Si è ottenuta la vittoria europea più prestigiosa degli ultimi anni contro il Liverpool vice campione d’europa, a Parigi si è giocata la partita in trasferta più bella dell’ultimo quinquiennio e in Europa League si è sconfitto con margine quel Salisburgo che nel girone eliminatorio aveva sconfitto due volte un Lipsia migliorato rispetto allo scorso anno.

Non verrà apprezzato il vantaggio netto confermato in campionato su squadre che avevano investito molto di più e considerate la scorsa estate dalla maggioranza degli osservatori, lasciando stare anche le ormai celebri griglie, sulla carta più competitive del Napoli.

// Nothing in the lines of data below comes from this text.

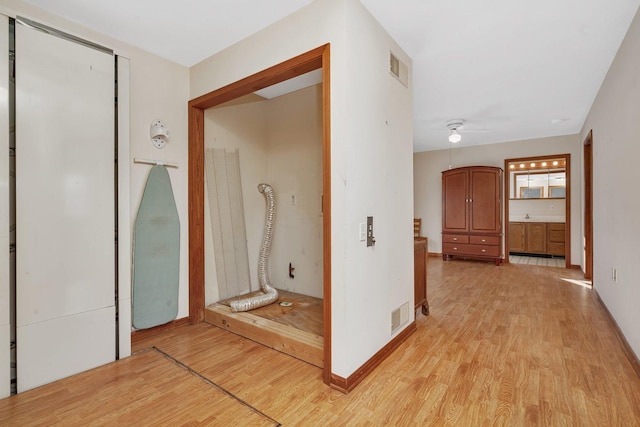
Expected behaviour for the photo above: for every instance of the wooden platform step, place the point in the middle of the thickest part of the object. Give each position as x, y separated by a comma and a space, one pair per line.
300, 344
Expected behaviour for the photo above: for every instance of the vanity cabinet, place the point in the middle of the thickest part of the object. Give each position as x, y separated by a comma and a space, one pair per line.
544, 238
517, 233
471, 213
556, 239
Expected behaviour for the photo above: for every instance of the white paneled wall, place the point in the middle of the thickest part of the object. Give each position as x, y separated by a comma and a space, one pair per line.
5, 331
65, 265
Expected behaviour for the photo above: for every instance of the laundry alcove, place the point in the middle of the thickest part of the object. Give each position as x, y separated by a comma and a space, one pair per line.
278, 141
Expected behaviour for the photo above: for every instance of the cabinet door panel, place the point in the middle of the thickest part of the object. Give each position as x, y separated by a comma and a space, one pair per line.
516, 237
485, 201
537, 237
454, 201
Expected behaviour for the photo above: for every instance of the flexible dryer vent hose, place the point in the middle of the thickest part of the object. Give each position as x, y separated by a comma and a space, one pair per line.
270, 294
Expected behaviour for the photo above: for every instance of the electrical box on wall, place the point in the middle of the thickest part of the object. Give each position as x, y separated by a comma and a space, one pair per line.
370, 239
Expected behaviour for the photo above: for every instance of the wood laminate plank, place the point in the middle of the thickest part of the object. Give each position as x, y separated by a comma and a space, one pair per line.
510, 346
145, 389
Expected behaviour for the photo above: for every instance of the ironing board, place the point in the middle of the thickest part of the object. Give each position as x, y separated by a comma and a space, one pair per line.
156, 253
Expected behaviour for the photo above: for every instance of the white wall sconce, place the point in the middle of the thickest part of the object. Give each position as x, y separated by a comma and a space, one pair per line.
159, 134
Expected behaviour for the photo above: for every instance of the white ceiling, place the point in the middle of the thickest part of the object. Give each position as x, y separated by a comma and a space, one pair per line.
510, 69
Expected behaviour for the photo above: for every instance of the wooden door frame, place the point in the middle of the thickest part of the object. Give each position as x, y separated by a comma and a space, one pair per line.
507, 183
301, 64
588, 205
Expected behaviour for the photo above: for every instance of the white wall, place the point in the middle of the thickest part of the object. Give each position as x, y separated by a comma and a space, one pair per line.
616, 231
428, 166
158, 89
280, 143
5, 318
239, 125
371, 142
295, 169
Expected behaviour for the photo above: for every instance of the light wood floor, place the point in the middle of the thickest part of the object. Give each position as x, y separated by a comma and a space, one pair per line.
512, 345
539, 261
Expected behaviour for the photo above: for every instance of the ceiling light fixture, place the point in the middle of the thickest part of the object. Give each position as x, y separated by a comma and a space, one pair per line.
453, 126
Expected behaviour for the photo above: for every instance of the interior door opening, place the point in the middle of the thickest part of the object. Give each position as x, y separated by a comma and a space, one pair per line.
302, 64
538, 210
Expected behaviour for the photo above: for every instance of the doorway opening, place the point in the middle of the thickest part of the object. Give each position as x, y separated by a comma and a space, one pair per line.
538, 210
588, 206
315, 59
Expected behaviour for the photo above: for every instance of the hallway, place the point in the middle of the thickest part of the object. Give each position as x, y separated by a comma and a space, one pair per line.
508, 345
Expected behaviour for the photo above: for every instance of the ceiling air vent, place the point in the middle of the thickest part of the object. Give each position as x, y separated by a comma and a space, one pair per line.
398, 69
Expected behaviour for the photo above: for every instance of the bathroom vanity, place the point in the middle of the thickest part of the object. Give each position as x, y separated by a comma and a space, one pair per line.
541, 238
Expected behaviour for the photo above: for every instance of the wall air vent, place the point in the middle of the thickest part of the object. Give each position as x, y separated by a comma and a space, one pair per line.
398, 69
399, 317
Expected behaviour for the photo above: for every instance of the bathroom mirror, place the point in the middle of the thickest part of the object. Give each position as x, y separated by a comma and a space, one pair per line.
538, 180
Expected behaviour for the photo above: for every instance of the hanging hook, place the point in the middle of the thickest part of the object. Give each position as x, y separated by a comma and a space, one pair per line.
291, 270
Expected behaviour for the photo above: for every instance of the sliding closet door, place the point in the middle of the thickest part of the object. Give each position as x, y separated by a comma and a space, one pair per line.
65, 261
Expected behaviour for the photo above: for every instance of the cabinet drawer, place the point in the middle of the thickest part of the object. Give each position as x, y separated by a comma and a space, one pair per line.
475, 250
484, 240
556, 226
556, 236
455, 238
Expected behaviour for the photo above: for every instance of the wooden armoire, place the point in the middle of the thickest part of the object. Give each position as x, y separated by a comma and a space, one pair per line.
472, 213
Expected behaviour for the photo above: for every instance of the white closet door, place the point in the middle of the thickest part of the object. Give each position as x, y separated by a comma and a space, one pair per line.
65, 264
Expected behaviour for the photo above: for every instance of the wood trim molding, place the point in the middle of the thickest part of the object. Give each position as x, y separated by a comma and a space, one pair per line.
626, 348
196, 214
326, 210
301, 64
142, 334
345, 385
588, 204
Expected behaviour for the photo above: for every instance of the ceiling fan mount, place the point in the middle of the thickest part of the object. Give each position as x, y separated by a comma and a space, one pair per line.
455, 124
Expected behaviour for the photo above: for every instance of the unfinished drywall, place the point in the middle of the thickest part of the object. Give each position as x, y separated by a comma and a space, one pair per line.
295, 172
614, 120
428, 167
280, 143
371, 162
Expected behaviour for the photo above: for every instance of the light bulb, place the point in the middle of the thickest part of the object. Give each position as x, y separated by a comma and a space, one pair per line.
454, 136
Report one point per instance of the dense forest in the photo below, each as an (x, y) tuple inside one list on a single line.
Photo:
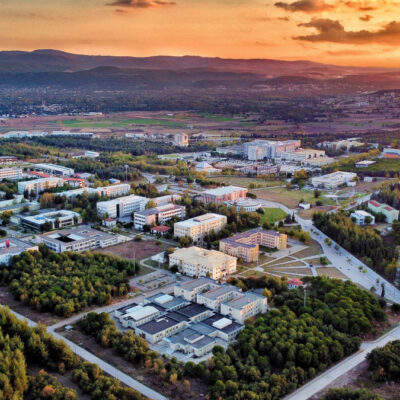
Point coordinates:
[(65, 283), (350, 394), (278, 351), (22, 346), (384, 362), (363, 242)]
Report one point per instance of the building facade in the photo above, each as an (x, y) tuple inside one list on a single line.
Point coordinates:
[(222, 194), (246, 245), (195, 261), (158, 215), (121, 207), (197, 227)]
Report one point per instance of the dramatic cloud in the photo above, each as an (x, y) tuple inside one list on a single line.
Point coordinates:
[(306, 6), (140, 3), (366, 18), (364, 5), (333, 31)]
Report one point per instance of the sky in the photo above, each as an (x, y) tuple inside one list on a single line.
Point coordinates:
[(349, 32)]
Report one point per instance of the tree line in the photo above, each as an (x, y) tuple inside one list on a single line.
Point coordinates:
[(65, 283), (363, 242), (22, 346)]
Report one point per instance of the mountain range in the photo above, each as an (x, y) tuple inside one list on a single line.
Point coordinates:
[(57, 68)]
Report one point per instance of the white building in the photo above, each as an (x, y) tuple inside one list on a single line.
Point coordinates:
[(195, 261), (122, 206), (10, 173), (360, 217), (39, 185), (52, 169), (197, 227), (78, 239), (181, 139), (158, 215), (334, 180), (12, 247)]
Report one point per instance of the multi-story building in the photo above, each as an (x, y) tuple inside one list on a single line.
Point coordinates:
[(302, 155), (78, 239), (56, 170), (8, 160), (12, 247), (391, 153), (181, 139), (196, 228), (122, 206), (390, 213), (222, 194), (361, 217), (334, 180), (261, 149), (158, 215), (10, 173), (51, 220), (246, 245), (195, 261), (38, 185)]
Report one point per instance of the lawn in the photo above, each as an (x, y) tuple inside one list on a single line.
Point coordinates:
[(272, 215), (290, 198), (115, 123)]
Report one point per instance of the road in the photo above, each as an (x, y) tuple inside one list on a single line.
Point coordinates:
[(108, 368), (342, 259), (327, 377)]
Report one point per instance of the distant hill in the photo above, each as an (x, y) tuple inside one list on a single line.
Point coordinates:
[(57, 69)]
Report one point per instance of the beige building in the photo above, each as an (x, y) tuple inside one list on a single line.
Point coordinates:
[(197, 227), (246, 245), (195, 261)]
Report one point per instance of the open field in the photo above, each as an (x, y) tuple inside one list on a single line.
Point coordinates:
[(272, 215), (135, 250), (290, 198), (244, 181)]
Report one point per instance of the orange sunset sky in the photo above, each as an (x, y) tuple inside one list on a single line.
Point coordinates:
[(357, 32)]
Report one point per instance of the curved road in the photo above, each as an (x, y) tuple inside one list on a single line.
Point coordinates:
[(106, 367), (326, 378)]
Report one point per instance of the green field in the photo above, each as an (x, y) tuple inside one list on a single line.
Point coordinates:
[(272, 215), (115, 123)]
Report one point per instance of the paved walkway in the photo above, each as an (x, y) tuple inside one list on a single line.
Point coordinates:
[(326, 378)]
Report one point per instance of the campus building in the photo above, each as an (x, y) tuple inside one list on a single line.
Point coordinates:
[(224, 193), (197, 227), (158, 215), (269, 149), (195, 261), (122, 206), (360, 217), (51, 220), (79, 239), (12, 247), (334, 180), (38, 185), (390, 213), (10, 173), (246, 245), (52, 169)]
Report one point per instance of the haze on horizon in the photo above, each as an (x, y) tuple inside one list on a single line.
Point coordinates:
[(349, 32)]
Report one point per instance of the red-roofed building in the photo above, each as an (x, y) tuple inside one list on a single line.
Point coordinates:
[(160, 229)]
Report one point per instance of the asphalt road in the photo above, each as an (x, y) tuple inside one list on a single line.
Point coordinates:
[(326, 378)]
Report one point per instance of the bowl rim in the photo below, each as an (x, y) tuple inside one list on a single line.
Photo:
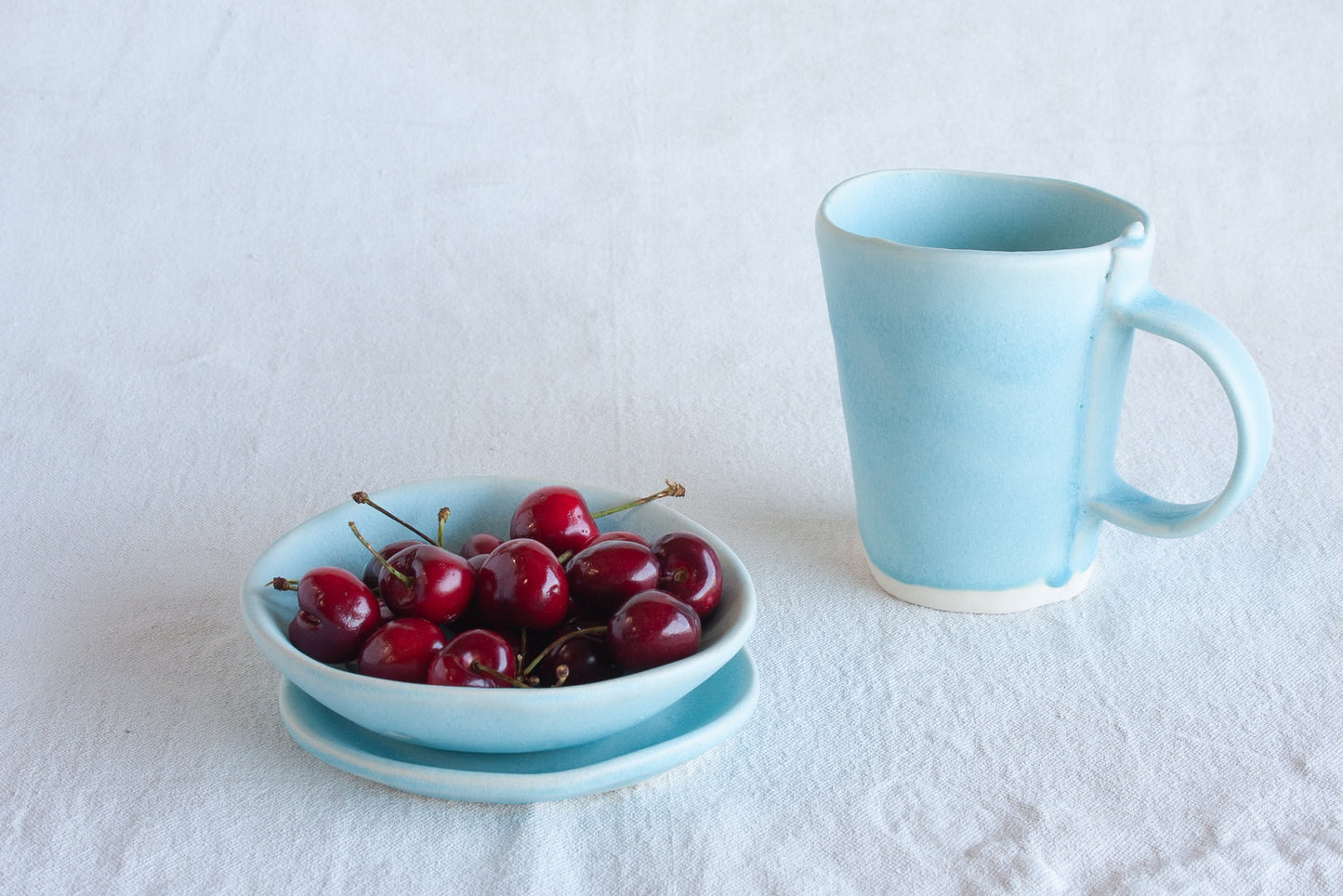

Così come verrà ritenuta marginale quella che invece è un’ottima notizia per la crescita di una società che sostanzialmente si autofinanzia nei suoi investimenti: i siti specializzati di mercato hanno testimoniato come il valore della rosa durante questa stagione sia aumentato, rispetto alla scorsa estate, di 74 milioni.

L’augurio vero per la prossima stagione, l’acquisto migliore possibile da poter fare, è che finalmente si torni a essere tutti uniti e tifare la maglia al di là di chi la indossa o la rappresenta nei vari ruoli dirigenziali.